What does an ML Manager do?

The multifaceted job of managing Machine Learning experts

Catherine Breslin
6 min readFeb 25, 2022
Photo by Quino Al on Unsplash

If you’re building an ML product and hire more than a couple of scientists, you’ll quickly reach a point where they need a dedicated manager. Yet, experienced ML managers may be even harder to hire than ML scientists! This post talks about the responsibilities you can expect an ML manager to cover.

The core job of an ML manager is to keep the ML work on track, building machine learning technology which impacts the company’s products. To do this though, they may be working within different organisational structures. In some companies, an ML team with a dedicated manager owns specific models and pipelines. In others, ML scientists are embedded within cross-functional teams rather than on a single ML team.

No matter how ML scientists are organised into teams, the main ways an ML manager operates are through people management, project or product management, and technical leadership. Alongside these, they’ll keep an eye on the overall health of their team, and act as a bridge for communication with other functions in the company. When defining an ML manager’s role, it’s worth noting that there are a lot of similarities with other technical management roles. So, leaving aside the specific technical details of what the team does, there’s a lot to be learnt from how other management roles are defined.

Influence Company Direction

An ML manager should have their own view of the technology landscape and how the company’s technology should evolve in response. Their view should be informed by their own knowledge, by team members, and by others they work with like advisors and collaborators. This perspective feeds directly into setting the company direction, and from that the ML team goals.

With the exception of a handful of companies, ML is new to many organisations. There’s a strong desire to use ML technology across many sectors, but very few people have the familiarity to know where to begin, how a typical ML project evolves, and what successful implementation looks like. Hence when defining company direction, ML managers find themselves both educating others and advocating for the right choices to create conditions where the ML work is successful.

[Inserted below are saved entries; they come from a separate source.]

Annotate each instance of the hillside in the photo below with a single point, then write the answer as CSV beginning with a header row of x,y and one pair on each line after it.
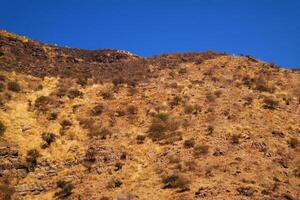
x,y
108,124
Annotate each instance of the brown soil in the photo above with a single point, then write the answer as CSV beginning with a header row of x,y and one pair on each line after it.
x,y
107,124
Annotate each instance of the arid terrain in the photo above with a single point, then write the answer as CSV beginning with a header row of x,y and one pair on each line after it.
x,y
111,125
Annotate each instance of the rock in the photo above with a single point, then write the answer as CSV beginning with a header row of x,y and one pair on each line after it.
x,y
125,197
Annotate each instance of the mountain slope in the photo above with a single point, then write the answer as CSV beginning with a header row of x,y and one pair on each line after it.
x,y
107,124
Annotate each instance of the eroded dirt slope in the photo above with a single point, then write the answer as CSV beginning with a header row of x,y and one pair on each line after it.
x,y
180,126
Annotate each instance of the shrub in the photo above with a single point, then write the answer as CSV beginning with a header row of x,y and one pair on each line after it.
x,y
103,133
13,86
118,81
53,116
44,103
2,87
82,81
157,131
200,150
235,139
97,110
210,97
176,181
90,155
162,116
210,129
140,139
107,95
66,189
2,77
293,142
48,138
188,109
2,128
132,110
189,143
269,103
72,94
65,123
31,159
175,101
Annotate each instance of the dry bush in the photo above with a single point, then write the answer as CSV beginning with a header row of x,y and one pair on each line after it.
x,y
90,155
48,138
52,116
235,139
140,139
132,110
162,116
293,142
176,181
97,110
107,95
31,159
73,93
175,101
157,131
200,150
13,86
44,103
270,103
66,189
118,81
2,128
189,143
2,87
188,109
102,133
66,124
210,97
86,123
2,78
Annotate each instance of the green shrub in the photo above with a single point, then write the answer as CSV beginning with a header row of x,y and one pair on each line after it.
x,y
176,181
13,86
189,143
31,159
66,189
97,110
200,150
157,131
132,110
48,138
74,93
293,142
2,128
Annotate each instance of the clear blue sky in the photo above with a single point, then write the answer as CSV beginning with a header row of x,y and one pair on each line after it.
x,y
266,29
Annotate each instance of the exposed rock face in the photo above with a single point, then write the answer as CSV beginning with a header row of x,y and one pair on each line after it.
x,y
107,124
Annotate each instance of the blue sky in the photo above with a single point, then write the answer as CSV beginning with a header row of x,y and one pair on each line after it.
x,y
266,29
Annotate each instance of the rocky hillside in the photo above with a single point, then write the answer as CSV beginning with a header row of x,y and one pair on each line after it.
x,y
107,124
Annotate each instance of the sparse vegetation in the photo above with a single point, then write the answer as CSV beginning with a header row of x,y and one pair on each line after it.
x,y
13,86
97,110
73,93
48,138
2,128
132,110
102,133
200,150
66,189
189,143
176,181
107,95
31,159
293,142
235,139
270,103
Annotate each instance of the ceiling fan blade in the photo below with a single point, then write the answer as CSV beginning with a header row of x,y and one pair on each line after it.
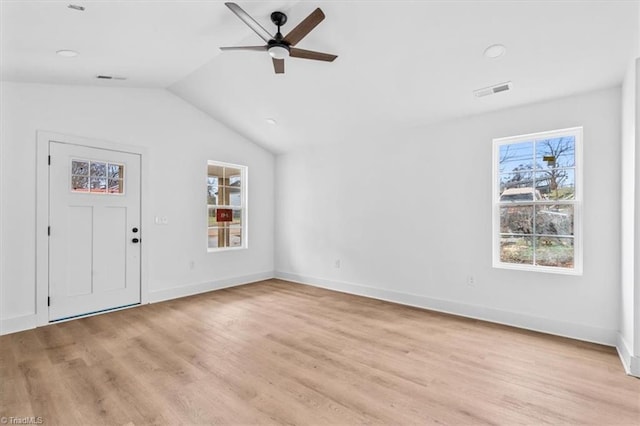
x,y
278,65
257,48
247,19
304,27
310,54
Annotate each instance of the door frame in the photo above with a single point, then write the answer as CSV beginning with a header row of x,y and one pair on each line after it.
x,y
42,212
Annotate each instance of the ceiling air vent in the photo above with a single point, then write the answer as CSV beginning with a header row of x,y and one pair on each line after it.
x,y
110,77
502,87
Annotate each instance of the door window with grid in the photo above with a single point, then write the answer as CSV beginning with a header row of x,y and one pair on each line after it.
x,y
226,206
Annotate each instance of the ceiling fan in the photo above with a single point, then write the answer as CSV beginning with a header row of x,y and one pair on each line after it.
x,y
278,46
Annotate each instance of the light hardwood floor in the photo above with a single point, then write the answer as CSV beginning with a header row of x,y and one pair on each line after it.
x,y
276,352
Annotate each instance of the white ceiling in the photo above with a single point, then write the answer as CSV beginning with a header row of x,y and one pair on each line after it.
x,y
401,63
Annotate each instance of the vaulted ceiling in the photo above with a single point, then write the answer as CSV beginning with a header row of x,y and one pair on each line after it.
x,y
401,63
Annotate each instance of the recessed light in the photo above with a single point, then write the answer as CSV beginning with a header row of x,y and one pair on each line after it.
x,y
67,53
495,51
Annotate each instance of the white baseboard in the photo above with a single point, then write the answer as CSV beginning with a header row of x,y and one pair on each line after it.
x,y
15,324
190,290
631,363
544,325
26,322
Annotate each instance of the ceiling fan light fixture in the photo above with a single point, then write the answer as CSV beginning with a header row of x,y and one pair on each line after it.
x,y
278,52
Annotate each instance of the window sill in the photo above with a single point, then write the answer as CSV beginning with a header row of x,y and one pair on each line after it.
x,y
544,269
222,249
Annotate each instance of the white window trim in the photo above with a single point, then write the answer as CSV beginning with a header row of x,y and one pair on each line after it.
x,y
577,132
244,178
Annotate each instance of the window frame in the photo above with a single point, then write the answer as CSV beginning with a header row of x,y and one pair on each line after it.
x,y
244,173
577,202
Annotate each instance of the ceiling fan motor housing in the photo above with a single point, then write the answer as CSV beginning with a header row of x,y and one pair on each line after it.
x,y
278,49
279,19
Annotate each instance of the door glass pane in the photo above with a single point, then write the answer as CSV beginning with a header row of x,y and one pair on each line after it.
x,y
516,249
234,196
80,168
98,169
213,237
116,171
554,251
235,236
98,184
80,183
116,186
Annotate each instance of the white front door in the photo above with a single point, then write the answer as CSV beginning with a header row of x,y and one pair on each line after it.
x,y
94,241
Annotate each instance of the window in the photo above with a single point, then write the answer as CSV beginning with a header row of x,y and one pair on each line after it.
x,y
97,177
537,207
226,206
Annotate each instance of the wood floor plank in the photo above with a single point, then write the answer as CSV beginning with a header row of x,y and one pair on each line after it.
x,y
281,353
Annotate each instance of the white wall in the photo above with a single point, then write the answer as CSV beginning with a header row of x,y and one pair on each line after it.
x,y
628,344
178,140
409,217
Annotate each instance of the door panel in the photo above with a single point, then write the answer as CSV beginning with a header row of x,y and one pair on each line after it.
x,y
78,246
94,204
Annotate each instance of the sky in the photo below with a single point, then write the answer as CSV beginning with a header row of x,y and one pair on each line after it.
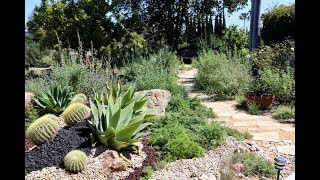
x,y
230,18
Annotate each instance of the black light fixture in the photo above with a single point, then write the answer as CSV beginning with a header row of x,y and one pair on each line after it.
x,y
280,163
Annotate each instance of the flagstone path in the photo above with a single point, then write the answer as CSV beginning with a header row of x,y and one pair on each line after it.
x,y
273,137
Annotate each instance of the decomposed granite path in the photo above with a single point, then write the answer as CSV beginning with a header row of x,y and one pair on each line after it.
x,y
270,136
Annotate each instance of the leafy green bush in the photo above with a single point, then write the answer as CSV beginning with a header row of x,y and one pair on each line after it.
x,y
174,142
281,55
279,83
236,39
221,76
254,165
278,24
38,85
177,90
284,113
214,43
211,136
158,71
237,134
35,56
191,123
147,173
253,109
183,148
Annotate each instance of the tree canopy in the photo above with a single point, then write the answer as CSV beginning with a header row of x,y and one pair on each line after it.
x,y
105,24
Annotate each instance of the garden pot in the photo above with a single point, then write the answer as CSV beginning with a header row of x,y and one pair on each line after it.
x,y
263,102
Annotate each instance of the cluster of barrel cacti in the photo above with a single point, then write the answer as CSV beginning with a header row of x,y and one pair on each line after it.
x,y
43,129
75,113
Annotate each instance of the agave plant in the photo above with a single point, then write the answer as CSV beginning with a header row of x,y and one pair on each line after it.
x,y
119,124
55,100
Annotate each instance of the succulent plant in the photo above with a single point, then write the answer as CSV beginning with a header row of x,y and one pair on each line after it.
x,y
75,112
43,129
79,98
118,124
75,161
55,100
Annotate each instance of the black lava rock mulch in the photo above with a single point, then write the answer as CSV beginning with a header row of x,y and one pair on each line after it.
x,y
53,152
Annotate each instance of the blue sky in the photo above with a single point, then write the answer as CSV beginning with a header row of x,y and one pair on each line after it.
x,y
230,18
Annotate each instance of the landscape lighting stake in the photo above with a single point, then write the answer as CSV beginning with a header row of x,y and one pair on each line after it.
x,y
279,163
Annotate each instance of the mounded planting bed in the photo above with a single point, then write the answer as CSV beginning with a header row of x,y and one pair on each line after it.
x,y
52,152
47,159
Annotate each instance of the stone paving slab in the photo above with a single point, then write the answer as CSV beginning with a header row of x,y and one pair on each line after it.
x,y
266,136
291,177
240,124
253,130
286,149
264,123
288,129
243,116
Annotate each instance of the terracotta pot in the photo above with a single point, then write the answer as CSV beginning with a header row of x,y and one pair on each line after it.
x,y
263,102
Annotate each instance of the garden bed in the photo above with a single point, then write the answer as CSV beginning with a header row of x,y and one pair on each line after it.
x,y
46,160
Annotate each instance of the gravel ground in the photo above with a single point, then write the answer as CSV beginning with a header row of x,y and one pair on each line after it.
x,y
212,163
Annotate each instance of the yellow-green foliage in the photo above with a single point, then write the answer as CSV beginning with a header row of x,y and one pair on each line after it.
x,y
43,129
75,112
81,96
77,99
75,161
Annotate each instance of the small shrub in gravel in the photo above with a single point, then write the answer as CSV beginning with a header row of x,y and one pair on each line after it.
x,y
254,165
211,136
150,160
253,109
174,142
237,134
191,106
182,148
284,113
222,76
188,122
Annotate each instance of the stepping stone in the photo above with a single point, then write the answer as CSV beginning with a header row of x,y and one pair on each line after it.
x,y
243,116
286,149
266,136
288,129
264,124
225,114
240,124
253,130
291,177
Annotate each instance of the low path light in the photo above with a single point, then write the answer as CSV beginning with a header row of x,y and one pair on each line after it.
x,y
280,163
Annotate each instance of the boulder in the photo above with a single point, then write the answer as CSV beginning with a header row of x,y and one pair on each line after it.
x,y
158,100
28,97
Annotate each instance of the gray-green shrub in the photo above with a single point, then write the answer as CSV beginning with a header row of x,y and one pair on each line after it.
x,y
279,83
157,71
284,113
221,76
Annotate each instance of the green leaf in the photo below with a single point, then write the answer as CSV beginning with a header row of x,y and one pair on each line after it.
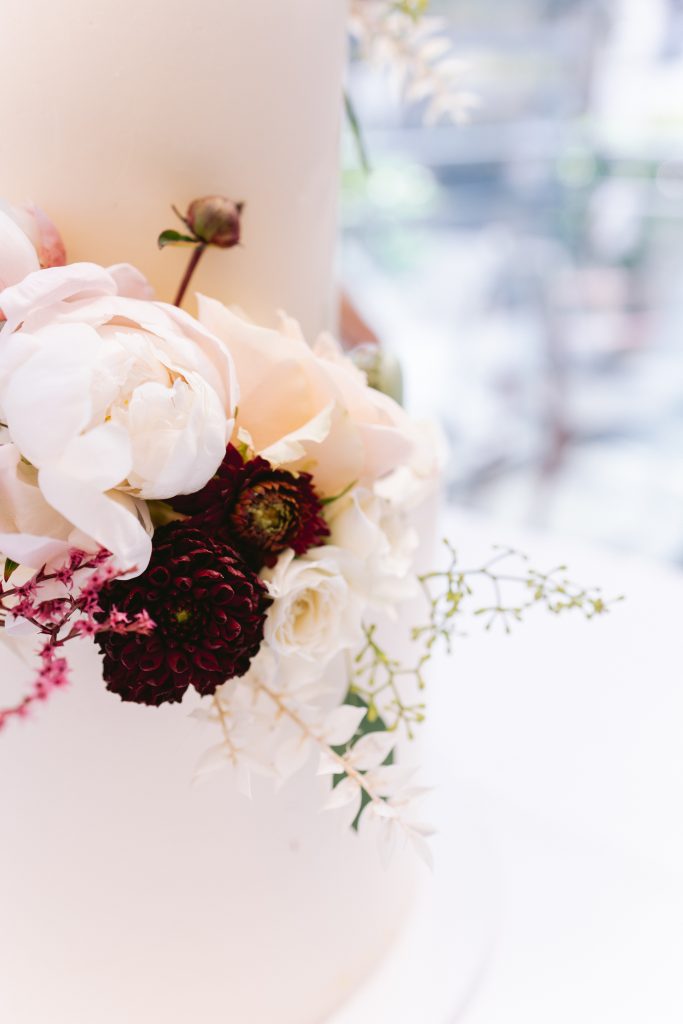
x,y
373,722
171,238
10,565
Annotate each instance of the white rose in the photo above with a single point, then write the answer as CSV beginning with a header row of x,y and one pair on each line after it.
x,y
315,613
378,547
113,399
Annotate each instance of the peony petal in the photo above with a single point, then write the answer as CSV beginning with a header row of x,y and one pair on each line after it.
x,y
130,282
117,522
52,386
54,285
291,448
17,256
45,237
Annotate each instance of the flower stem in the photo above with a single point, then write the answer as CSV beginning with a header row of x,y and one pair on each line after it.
x,y
198,252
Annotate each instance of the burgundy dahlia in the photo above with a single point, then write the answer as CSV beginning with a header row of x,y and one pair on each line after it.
x,y
257,509
208,607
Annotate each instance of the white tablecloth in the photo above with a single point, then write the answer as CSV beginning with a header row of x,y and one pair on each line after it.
x,y
558,891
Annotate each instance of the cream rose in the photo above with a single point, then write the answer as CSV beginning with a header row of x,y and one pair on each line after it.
x,y
112,399
314,613
310,409
377,547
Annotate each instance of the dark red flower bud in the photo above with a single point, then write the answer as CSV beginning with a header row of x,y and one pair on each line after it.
x,y
208,607
259,510
215,219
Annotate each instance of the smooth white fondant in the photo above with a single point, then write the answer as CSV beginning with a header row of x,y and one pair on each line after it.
x,y
129,893
113,112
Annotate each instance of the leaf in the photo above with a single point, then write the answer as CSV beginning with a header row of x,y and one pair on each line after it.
x,y
10,565
172,238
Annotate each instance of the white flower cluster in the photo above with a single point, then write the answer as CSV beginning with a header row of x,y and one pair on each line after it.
x,y
417,54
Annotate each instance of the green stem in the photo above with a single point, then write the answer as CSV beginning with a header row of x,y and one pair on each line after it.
x,y
198,252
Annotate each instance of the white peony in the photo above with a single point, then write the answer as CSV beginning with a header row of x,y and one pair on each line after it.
x,y
29,240
112,399
310,409
315,613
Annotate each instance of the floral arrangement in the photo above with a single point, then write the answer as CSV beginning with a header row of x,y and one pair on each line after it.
x,y
224,510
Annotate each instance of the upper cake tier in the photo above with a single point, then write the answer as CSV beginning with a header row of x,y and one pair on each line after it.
x,y
147,104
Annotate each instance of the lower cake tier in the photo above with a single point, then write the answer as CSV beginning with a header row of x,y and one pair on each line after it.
x,y
130,893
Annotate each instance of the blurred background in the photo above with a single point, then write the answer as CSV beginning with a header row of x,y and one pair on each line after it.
x,y
526,266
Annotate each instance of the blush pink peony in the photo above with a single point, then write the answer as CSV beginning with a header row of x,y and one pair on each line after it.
x,y
111,400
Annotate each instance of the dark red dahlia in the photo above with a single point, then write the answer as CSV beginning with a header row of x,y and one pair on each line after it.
x,y
209,609
257,509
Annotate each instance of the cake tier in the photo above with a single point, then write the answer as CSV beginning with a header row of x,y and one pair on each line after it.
x,y
129,893
121,109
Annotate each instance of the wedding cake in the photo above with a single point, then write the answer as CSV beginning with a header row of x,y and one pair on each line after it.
x,y
128,891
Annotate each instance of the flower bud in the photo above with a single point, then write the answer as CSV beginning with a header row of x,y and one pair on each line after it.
x,y
215,219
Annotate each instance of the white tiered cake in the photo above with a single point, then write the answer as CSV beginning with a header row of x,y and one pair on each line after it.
x,y
120,110
127,893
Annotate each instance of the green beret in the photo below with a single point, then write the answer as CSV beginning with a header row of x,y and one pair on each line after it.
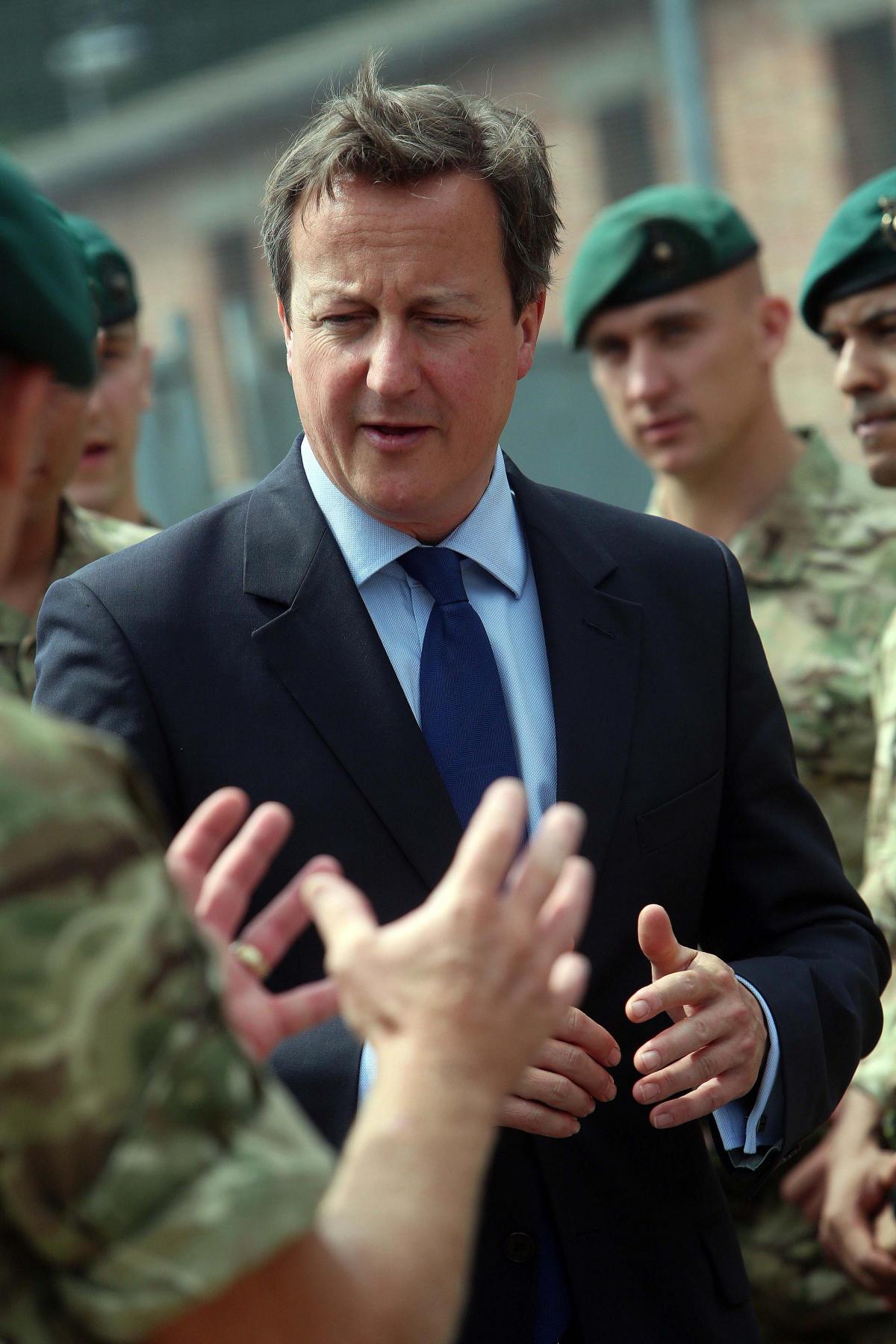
x,y
46,311
856,252
650,243
112,277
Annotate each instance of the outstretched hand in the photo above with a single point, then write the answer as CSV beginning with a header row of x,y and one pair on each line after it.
x,y
481,974
217,862
714,1051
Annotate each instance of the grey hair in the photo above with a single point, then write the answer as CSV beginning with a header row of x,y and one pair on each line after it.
x,y
399,136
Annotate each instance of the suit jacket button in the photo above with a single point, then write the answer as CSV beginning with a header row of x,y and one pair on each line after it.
x,y
519,1248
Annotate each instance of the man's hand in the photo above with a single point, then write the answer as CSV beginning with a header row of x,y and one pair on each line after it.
x,y
217,860
859,1186
480,974
714,1051
564,1080
806,1182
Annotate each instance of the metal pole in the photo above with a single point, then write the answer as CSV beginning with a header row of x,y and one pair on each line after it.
x,y
680,42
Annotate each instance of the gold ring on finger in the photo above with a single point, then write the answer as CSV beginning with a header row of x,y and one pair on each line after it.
x,y
250,957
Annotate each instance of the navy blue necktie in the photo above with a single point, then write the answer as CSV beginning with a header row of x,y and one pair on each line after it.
x,y
462,712
465,722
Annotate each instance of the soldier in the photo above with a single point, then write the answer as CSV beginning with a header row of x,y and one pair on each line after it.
x,y
667,297
105,479
55,538
155,1182
849,300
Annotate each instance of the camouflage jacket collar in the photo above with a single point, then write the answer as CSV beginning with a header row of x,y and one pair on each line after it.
x,y
774,546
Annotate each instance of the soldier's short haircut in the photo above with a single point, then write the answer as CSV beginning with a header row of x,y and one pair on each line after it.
x,y
401,136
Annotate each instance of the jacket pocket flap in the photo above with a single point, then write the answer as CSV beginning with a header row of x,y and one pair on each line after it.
x,y
669,820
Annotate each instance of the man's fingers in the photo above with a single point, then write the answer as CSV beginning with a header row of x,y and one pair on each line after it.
x,y
534,1119
307,1006
555,841
563,915
671,994
850,1245
687,1036
712,1095
659,942
280,924
234,877
722,1063
554,1090
202,839
805,1182
568,980
588,1035
339,909
491,841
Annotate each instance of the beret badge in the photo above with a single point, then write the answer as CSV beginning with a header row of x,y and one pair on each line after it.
x,y
889,220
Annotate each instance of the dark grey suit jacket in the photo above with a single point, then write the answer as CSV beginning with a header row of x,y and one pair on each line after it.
x,y
234,648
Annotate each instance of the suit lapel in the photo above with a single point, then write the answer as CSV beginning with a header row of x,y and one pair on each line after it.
x,y
323,645
593,641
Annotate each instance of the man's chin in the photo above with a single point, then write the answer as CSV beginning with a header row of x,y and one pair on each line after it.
x,y
882,467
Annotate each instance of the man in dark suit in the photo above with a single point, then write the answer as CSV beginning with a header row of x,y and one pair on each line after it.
x,y
396,615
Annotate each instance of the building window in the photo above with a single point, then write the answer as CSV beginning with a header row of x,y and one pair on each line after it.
x,y
626,148
864,65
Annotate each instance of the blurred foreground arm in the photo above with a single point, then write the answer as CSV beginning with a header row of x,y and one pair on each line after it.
x,y
455,998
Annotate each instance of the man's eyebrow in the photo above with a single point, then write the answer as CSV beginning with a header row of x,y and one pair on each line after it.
x,y
447,296
868,320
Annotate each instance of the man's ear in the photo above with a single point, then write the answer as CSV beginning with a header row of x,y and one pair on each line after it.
x,y
774,316
146,376
287,334
529,324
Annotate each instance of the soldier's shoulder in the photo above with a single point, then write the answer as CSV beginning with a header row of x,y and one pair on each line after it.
x,y
52,769
108,535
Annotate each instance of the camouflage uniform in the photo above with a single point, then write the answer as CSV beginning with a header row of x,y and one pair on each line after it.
x,y
877,1073
144,1160
84,537
820,564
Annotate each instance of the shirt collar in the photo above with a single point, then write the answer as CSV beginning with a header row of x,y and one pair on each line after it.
x,y
491,535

Once direction is clear, a manager needs to keep up-to-date with what other teams in the company are doing, and represent machine learning interests in company-wide discussions. They ensure that the work of ML scientists fits into a wider strategy, that plans between different parts of the company aren’t diverging, and different parts of the company are aligned on cross-team work.

People Management

People management is a key part of any manager’s role and an ML manager will be line managing a variety of ML experts. There are lots of great resources out there about how to manage people — if you’re a new manager then go and find them! This post isn’t meant to replace those, but rather to highlight the parts of the role which are key to managing ML teams.

ML experts tend to be highly educated and motivated, which can make for a rewarding partnership. Understanding a team, their goals & ambitions, and what motivates them, will be the best way to work together. With this information, a good ML manager can match people on a team to the work that needs doing, and identify both stretch opportunities and places where there’s a gap in skills.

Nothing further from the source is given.